Jeffrey Kanode: It’s a story of death—the death of my work, the death of a marriage, the death of other precious relationships. It describes how all that was so much a part of me ever fell into a deathbed. It’s a story of life—reclaiming my work, finding my way again, finding love anew, renewing relationships and finding new, holy friendships. It’s Good Friday and Easter—the passion and the resurrection.
Eden Stories Press: We here at the publishing house were delighted that you take us back to Clutchler and Chelton.
Jeffrey Kanode: Indeed I do! And it works. It fits. Those places, and most especially those people, can never be contained in just one book. As I dreamed about and mapped out This Pastor, I quickly surmised that we needed to go back to some of the landscape of A Young Pastor and pick up a thread or two and continue weaving.
Eden Stories Press: You introduce you to a new parish, Lewiston. Could you put Lewiston in some context in relation to Clutchler and Chelton?

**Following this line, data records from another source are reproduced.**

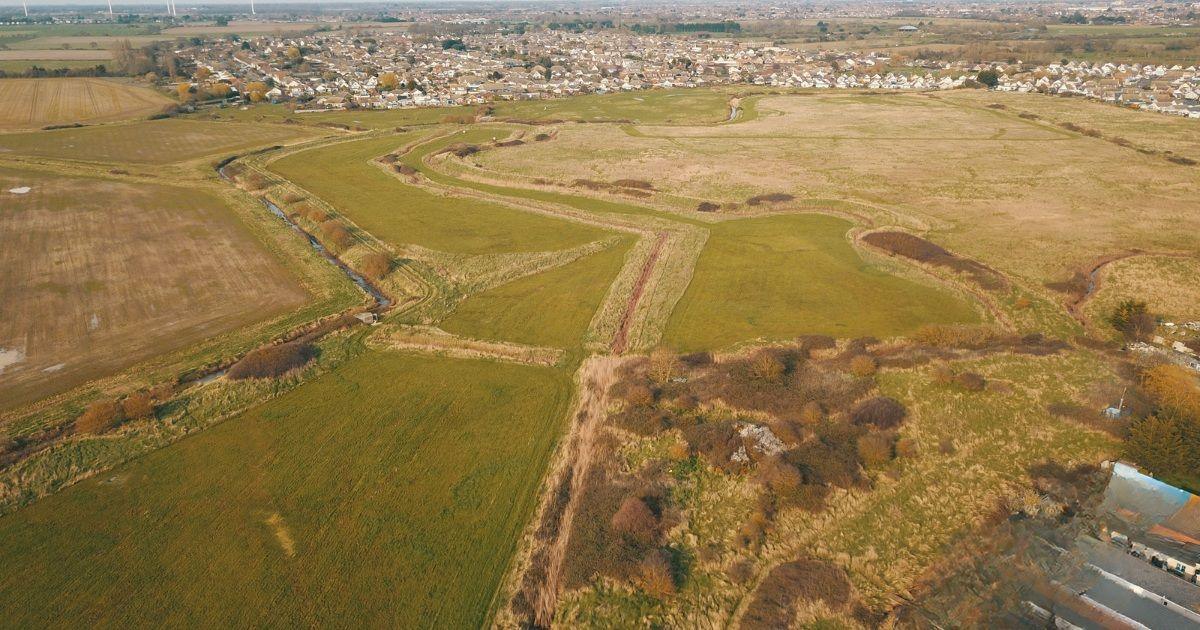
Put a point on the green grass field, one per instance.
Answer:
(679, 107)
(786, 275)
(389, 492)
(148, 142)
(382, 204)
(549, 309)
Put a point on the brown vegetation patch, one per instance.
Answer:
(792, 583)
(273, 361)
(923, 251)
(769, 198)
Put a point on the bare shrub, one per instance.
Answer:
(376, 265)
(769, 198)
(881, 412)
(654, 576)
(336, 234)
(100, 417)
(790, 583)
(863, 365)
(907, 448)
(273, 361)
(923, 251)
(965, 336)
(766, 366)
(664, 366)
(138, 406)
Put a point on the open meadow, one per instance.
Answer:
(972, 178)
(346, 177)
(30, 103)
(148, 142)
(781, 276)
(100, 274)
(388, 492)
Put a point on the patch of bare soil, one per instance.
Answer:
(537, 597)
(622, 340)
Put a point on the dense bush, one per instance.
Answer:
(881, 412)
(100, 417)
(273, 361)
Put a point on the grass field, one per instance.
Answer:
(550, 309)
(784, 276)
(22, 65)
(97, 275)
(149, 142)
(27, 103)
(389, 492)
(972, 178)
(343, 175)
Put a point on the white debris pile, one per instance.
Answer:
(761, 439)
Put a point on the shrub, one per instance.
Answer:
(881, 412)
(790, 583)
(336, 234)
(635, 521)
(811, 413)
(875, 449)
(664, 366)
(971, 382)
(1132, 319)
(766, 366)
(376, 265)
(654, 576)
(138, 406)
(863, 365)
(769, 198)
(907, 448)
(100, 417)
(273, 361)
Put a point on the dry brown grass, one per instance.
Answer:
(99, 275)
(33, 103)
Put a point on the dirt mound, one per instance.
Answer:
(923, 251)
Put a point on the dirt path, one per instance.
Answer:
(1093, 274)
(627, 318)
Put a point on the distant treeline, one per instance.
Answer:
(36, 72)
(689, 27)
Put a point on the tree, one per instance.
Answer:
(256, 90)
(1132, 318)
(389, 81)
(1157, 444)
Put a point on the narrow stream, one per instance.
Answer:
(382, 303)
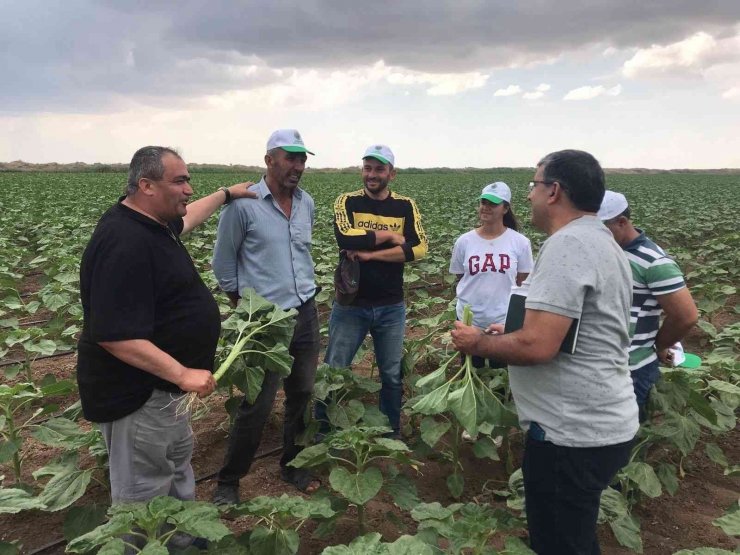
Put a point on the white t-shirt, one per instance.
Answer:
(489, 268)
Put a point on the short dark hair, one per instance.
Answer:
(147, 163)
(579, 174)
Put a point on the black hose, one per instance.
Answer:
(60, 542)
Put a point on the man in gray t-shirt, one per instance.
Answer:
(579, 409)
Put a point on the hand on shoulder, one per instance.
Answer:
(241, 190)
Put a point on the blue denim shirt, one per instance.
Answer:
(258, 246)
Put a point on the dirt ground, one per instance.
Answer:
(668, 523)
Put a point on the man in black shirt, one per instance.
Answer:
(150, 327)
(382, 230)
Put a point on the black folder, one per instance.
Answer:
(515, 321)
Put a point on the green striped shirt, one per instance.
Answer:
(654, 273)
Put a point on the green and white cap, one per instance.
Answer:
(497, 193)
(380, 152)
(612, 206)
(287, 139)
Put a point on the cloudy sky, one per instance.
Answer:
(445, 83)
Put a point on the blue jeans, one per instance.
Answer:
(348, 327)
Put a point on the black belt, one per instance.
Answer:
(310, 299)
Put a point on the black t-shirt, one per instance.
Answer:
(137, 281)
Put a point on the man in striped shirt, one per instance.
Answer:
(658, 288)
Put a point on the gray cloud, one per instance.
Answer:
(82, 55)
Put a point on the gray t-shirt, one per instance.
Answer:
(585, 399)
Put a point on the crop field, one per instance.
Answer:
(431, 492)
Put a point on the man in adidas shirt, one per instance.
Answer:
(382, 230)
(658, 288)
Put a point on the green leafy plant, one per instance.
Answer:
(465, 401)
(371, 544)
(148, 527)
(278, 520)
(14, 419)
(256, 339)
(467, 528)
(353, 455)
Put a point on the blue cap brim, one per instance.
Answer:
(378, 157)
(296, 149)
(492, 198)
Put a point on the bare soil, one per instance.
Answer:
(668, 523)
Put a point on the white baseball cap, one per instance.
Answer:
(497, 193)
(288, 139)
(380, 152)
(612, 206)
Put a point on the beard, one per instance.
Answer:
(377, 186)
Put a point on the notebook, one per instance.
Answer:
(515, 320)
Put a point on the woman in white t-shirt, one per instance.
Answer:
(489, 260)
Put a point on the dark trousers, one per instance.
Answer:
(246, 433)
(562, 491)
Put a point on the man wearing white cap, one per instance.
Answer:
(658, 288)
(265, 244)
(382, 230)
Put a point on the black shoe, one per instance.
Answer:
(225, 494)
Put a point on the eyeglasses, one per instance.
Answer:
(533, 184)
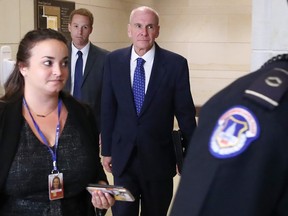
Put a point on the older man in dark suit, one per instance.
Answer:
(144, 87)
(87, 85)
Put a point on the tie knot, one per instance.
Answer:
(140, 61)
(79, 53)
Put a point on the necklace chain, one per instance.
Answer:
(41, 115)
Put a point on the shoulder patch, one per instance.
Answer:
(234, 132)
(268, 89)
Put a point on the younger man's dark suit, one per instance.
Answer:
(92, 79)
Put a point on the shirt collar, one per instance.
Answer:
(149, 56)
(84, 50)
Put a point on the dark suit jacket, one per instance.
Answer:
(92, 79)
(168, 94)
(11, 122)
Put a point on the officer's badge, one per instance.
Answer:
(234, 132)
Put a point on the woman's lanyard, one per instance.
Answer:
(53, 153)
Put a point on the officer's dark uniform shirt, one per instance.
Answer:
(237, 162)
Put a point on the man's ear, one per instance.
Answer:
(22, 68)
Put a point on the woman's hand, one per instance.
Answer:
(102, 200)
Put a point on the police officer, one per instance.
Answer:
(237, 162)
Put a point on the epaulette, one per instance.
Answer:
(269, 88)
(280, 57)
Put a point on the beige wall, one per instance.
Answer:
(215, 36)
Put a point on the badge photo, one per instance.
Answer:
(55, 185)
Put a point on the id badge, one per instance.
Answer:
(55, 186)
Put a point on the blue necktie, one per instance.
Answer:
(78, 76)
(139, 85)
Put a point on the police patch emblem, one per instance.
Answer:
(234, 132)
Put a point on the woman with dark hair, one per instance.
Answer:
(46, 133)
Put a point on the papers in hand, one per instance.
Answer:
(119, 193)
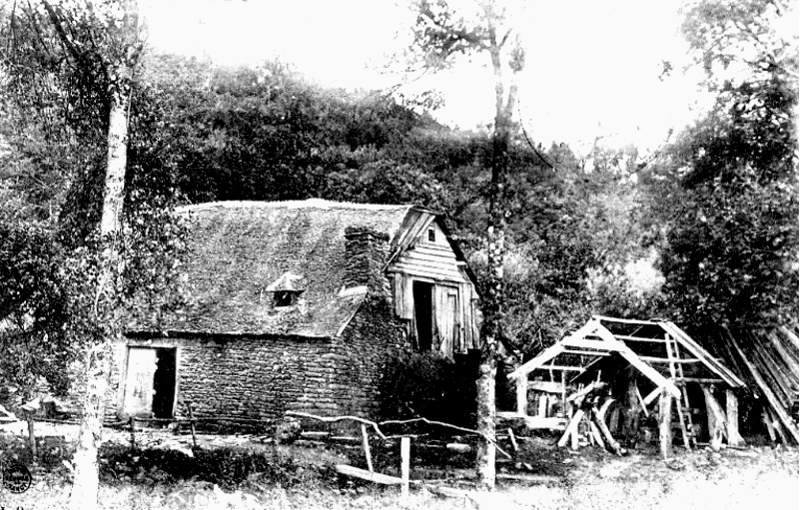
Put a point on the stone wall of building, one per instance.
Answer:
(233, 380)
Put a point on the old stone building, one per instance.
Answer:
(295, 305)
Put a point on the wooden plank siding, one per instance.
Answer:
(428, 257)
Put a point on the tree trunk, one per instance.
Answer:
(495, 236)
(86, 484)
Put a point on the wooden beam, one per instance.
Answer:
(652, 396)
(712, 363)
(546, 386)
(700, 380)
(363, 474)
(623, 321)
(609, 439)
(665, 423)
(656, 359)
(587, 353)
(716, 419)
(545, 423)
(732, 412)
(770, 396)
(513, 439)
(640, 339)
(641, 402)
(650, 372)
(405, 464)
(561, 367)
(367, 452)
(585, 391)
(529, 366)
(522, 395)
(573, 426)
(600, 345)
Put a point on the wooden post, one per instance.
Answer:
(132, 426)
(571, 427)
(32, 436)
(522, 395)
(598, 438)
(367, 453)
(405, 465)
(770, 428)
(665, 423)
(513, 439)
(715, 421)
(603, 428)
(191, 424)
(732, 412)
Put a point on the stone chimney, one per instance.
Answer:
(365, 252)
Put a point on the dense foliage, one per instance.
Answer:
(731, 244)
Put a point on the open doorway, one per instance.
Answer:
(164, 383)
(150, 382)
(423, 314)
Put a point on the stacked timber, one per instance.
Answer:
(770, 360)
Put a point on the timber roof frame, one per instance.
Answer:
(597, 340)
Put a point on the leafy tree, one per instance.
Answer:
(731, 244)
(33, 310)
(82, 46)
(444, 32)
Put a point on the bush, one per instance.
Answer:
(431, 386)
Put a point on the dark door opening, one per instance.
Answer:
(164, 383)
(423, 314)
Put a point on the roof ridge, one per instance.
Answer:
(310, 203)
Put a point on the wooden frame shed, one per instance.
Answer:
(644, 360)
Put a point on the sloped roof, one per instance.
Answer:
(768, 359)
(238, 249)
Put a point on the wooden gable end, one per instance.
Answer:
(428, 258)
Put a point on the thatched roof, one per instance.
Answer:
(241, 251)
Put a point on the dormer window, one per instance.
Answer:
(282, 298)
(286, 290)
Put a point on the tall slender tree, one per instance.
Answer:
(90, 49)
(443, 32)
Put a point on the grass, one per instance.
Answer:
(701, 480)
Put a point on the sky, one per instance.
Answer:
(593, 69)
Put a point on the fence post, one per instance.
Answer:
(191, 423)
(132, 426)
(365, 440)
(405, 464)
(31, 436)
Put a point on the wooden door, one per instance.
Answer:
(139, 381)
(448, 319)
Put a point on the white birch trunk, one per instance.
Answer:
(85, 487)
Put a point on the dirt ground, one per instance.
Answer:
(588, 479)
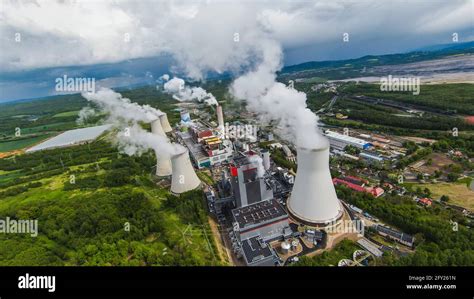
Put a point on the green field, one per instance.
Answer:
(6, 146)
(67, 114)
(111, 213)
(84, 222)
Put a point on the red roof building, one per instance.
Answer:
(425, 201)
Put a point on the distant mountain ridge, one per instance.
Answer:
(427, 53)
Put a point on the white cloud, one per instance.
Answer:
(60, 33)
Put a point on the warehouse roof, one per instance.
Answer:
(258, 213)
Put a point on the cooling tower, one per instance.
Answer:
(183, 176)
(156, 128)
(163, 164)
(165, 123)
(313, 200)
(220, 117)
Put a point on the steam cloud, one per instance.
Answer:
(181, 92)
(258, 161)
(132, 139)
(120, 108)
(274, 101)
(85, 113)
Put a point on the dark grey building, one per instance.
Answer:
(246, 186)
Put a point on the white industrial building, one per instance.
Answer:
(340, 141)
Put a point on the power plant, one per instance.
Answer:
(157, 128)
(313, 200)
(163, 164)
(183, 177)
(266, 159)
(220, 117)
(165, 123)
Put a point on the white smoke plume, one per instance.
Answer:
(177, 87)
(258, 161)
(120, 108)
(134, 140)
(273, 101)
(85, 113)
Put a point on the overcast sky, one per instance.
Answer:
(201, 36)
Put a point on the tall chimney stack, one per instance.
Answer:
(220, 117)
(313, 200)
(184, 177)
(165, 123)
(156, 128)
(266, 159)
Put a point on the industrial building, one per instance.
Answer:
(340, 141)
(371, 157)
(247, 187)
(400, 237)
(258, 253)
(205, 147)
(266, 219)
(255, 226)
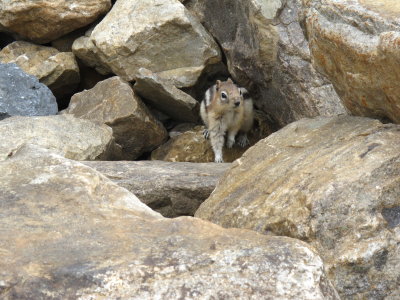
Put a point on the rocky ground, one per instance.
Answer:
(103, 163)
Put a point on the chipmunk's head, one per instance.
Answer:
(229, 93)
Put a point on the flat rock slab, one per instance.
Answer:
(21, 94)
(159, 35)
(165, 97)
(357, 47)
(58, 70)
(43, 21)
(68, 232)
(66, 135)
(172, 189)
(114, 103)
(333, 182)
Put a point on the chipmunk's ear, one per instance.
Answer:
(218, 84)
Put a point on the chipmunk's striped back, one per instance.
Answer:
(223, 109)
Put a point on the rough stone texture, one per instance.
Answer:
(68, 136)
(114, 103)
(58, 70)
(191, 146)
(356, 44)
(67, 232)
(158, 35)
(43, 21)
(333, 182)
(22, 94)
(172, 189)
(165, 97)
(267, 52)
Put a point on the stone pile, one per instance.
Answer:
(87, 87)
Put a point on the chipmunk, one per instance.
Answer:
(226, 108)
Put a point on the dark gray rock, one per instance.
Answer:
(21, 94)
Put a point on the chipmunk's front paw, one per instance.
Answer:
(230, 143)
(206, 134)
(243, 141)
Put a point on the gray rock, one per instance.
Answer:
(165, 97)
(42, 21)
(172, 189)
(357, 47)
(67, 232)
(267, 52)
(159, 35)
(22, 94)
(62, 134)
(333, 182)
(114, 103)
(58, 70)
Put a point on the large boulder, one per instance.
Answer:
(65, 135)
(114, 103)
(357, 47)
(165, 97)
(266, 48)
(67, 232)
(333, 182)
(22, 94)
(43, 21)
(58, 70)
(172, 189)
(160, 35)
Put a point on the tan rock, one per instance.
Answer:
(357, 48)
(268, 53)
(158, 35)
(172, 189)
(191, 146)
(65, 135)
(58, 70)
(43, 21)
(165, 97)
(114, 103)
(333, 182)
(70, 233)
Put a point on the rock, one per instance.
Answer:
(268, 53)
(191, 146)
(22, 94)
(70, 233)
(165, 97)
(43, 21)
(114, 103)
(65, 135)
(172, 189)
(58, 70)
(158, 35)
(357, 47)
(333, 182)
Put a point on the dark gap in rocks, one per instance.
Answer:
(4, 115)
(5, 40)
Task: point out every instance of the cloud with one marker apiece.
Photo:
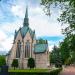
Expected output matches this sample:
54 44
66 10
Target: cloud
5 42
42 24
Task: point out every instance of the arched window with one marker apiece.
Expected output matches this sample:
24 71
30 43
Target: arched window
18 49
27 50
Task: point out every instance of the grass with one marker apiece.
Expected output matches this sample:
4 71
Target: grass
30 70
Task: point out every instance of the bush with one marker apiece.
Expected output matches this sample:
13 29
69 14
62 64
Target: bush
31 63
2 61
53 72
15 63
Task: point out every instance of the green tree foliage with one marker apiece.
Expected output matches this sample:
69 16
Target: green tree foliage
65 52
41 41
67 18
55 57
2 60
15 63
31 63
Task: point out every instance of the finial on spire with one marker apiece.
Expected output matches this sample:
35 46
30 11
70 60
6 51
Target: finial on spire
26 20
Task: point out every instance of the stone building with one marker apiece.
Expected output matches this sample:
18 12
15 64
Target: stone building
25 45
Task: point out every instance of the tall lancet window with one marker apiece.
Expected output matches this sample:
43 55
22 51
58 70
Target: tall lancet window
18 49
27 50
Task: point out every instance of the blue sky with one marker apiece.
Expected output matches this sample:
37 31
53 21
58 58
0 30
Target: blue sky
12 13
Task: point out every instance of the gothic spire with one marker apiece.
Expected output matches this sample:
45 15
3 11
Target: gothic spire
26 20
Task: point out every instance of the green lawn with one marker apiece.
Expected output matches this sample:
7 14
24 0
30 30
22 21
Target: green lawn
30 70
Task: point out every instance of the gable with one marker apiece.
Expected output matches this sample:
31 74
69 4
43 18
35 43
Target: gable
18 37
40 48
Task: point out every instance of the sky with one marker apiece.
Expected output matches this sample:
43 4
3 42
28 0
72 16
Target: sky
12 13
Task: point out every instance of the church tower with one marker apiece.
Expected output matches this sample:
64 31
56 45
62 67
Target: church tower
26 20
26 46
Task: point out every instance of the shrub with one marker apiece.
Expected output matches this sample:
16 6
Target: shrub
15 63
31 63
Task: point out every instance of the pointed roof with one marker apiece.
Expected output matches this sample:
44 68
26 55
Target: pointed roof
26 20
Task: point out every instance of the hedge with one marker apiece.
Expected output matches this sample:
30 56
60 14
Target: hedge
53 72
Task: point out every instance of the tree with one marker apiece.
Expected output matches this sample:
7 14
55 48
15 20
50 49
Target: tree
15 63
67 18
2 60
55 57
31 63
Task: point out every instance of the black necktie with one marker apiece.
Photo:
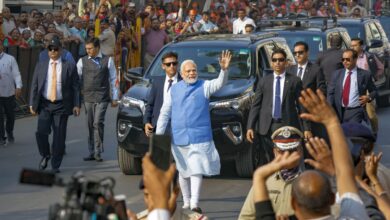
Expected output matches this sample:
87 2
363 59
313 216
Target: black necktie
300 72
169 84
96 60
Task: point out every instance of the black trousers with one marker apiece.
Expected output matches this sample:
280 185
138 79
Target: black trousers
7 108
266 144
52 116
353 114
95 120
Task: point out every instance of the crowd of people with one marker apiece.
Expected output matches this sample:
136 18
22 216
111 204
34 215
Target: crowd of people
124 27
320 112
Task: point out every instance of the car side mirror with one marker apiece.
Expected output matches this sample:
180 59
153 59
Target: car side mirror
376 44
134 74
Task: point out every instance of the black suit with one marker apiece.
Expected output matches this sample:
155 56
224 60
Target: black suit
335 92
155 100
314 79
329 61
54 114
260 116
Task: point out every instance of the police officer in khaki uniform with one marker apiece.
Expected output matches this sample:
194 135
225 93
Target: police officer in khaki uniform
286 138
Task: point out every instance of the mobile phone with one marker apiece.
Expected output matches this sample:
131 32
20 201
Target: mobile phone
160 150
120 206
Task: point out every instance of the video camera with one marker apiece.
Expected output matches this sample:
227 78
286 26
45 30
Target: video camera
83 199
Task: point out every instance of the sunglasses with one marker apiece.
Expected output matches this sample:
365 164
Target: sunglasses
281 60
170 64
53 49
298 53
346 59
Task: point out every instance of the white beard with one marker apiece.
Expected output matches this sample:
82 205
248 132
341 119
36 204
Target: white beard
190 81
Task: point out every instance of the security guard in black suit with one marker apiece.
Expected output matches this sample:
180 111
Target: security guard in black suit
55 94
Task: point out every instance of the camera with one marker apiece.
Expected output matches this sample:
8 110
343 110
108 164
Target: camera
83 199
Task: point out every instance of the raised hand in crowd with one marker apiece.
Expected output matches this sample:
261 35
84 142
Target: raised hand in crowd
319 110
76 111
371 168
157 182
381 197
18 92
32 111
286 160
319 150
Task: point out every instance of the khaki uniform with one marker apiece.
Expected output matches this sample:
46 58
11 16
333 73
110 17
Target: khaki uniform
179 214
279 192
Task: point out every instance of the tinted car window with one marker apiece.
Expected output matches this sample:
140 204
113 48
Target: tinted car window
314 41
207 62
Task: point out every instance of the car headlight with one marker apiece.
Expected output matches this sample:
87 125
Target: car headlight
235 103
131 102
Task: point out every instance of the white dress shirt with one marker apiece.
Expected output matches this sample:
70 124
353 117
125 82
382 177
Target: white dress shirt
303 69
354 91
282 79
9 75
48 84
111 70
166 83
210 87
239 25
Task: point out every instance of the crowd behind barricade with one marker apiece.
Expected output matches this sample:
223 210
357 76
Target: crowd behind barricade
115 36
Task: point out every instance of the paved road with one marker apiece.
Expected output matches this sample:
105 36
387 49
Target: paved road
221 197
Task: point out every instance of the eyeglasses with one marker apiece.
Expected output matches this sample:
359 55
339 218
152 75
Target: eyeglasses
170 64
281 60
53 49
346 59
298 53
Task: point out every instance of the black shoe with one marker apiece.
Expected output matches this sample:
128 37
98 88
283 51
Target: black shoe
98 158
43 163
197 209
55 170
10 138
89 158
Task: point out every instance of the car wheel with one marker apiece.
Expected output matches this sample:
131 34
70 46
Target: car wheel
128 163
246 161
384 100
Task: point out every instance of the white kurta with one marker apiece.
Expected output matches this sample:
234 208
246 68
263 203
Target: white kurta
200 158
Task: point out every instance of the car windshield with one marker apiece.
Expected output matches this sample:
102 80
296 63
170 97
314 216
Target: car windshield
314 41
384 22
206 59
353 30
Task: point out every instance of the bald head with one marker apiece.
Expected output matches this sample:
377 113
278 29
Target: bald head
312 194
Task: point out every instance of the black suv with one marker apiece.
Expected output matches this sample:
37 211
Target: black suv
229 107
373 34
317 36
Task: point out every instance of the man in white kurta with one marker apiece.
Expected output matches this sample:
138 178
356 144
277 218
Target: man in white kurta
193 147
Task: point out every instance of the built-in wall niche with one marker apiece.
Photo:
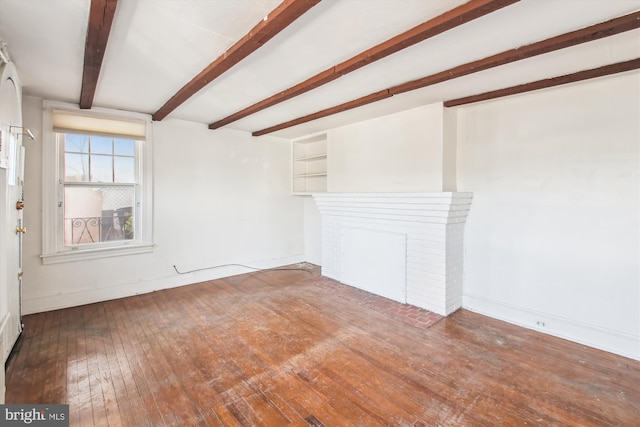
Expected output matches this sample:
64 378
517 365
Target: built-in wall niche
309 164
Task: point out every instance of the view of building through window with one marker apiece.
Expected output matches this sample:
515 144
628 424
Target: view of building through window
99 175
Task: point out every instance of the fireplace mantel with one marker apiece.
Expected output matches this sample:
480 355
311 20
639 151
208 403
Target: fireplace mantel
405 246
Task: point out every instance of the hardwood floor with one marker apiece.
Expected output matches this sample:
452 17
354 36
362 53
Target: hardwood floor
279 348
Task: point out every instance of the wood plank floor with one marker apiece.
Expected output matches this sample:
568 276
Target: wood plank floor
277 348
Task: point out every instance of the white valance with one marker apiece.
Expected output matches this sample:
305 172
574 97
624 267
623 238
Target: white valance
67 121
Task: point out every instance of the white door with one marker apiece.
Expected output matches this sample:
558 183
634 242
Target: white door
12 227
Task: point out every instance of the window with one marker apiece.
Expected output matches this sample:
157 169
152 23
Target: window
98 174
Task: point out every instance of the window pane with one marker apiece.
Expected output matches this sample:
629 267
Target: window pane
76 167
124 169
101 145
124 147
101 169
94 215
76 143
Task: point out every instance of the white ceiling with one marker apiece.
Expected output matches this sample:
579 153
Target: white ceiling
157 46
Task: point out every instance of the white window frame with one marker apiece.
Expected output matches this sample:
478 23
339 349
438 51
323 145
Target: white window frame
53 248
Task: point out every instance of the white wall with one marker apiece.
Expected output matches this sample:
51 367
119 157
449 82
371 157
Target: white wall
312 228
400 152
219 197
553 232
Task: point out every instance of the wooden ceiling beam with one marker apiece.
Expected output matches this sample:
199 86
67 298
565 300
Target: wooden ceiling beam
593 73
101 15
277 20
368 99
448 20
573 38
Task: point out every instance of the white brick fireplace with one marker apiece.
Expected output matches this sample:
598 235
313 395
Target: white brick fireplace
403 246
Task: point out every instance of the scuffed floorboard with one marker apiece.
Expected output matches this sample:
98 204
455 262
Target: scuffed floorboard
279 348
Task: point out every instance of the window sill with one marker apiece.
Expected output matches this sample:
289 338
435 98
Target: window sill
87 254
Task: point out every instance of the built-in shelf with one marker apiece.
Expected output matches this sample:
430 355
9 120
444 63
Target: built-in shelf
309 156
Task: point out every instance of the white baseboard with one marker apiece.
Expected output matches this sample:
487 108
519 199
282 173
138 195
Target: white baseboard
42 303
612 341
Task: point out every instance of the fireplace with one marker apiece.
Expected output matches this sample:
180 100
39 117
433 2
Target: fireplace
404 246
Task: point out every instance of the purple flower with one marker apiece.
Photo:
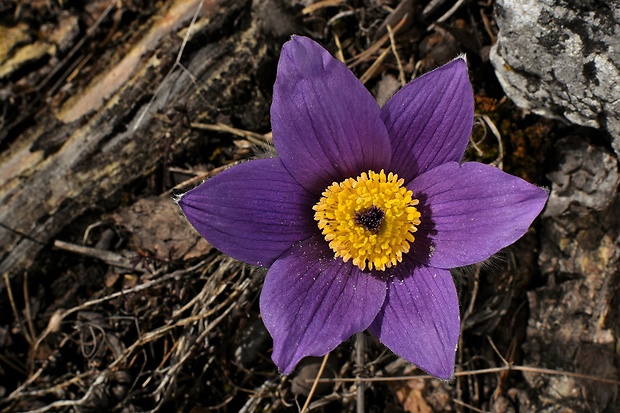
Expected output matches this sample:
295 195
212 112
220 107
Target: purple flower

Jeffrey Kanode: Lewiston is a universe away from Clutchler and Chelton, even though its in the same state and only a couple of hours away. Clutchler and Chelton had much in common: they were coal mining communities; they had experienced great glory when the coal industry was still dominant; their heyday had long passed away into a new era of both economic and emotional depression. Lewiston, on the other hand still lives gloriously. It’s an old farming town with lush green fields cradled by mountains the color of a cloudless sky. It’s a renaissance town with art galleries, live theatre, musical venues, classy pubs and coffee houses. The church there is large and active. Yet Lewiston isn’t, to paraphrase John Denver, “almost heaven.” As readers will find in This Pastor, Lewiston has dark shadows that I fell into, just like in Clutchler and Chelton, and like those towns, some eccentrically wondrous people give Lewiston life.
Eden Stories Press: We are happy to bring This Pastor to the light of day.
effrey Kanode: At last! I am deeply grateful.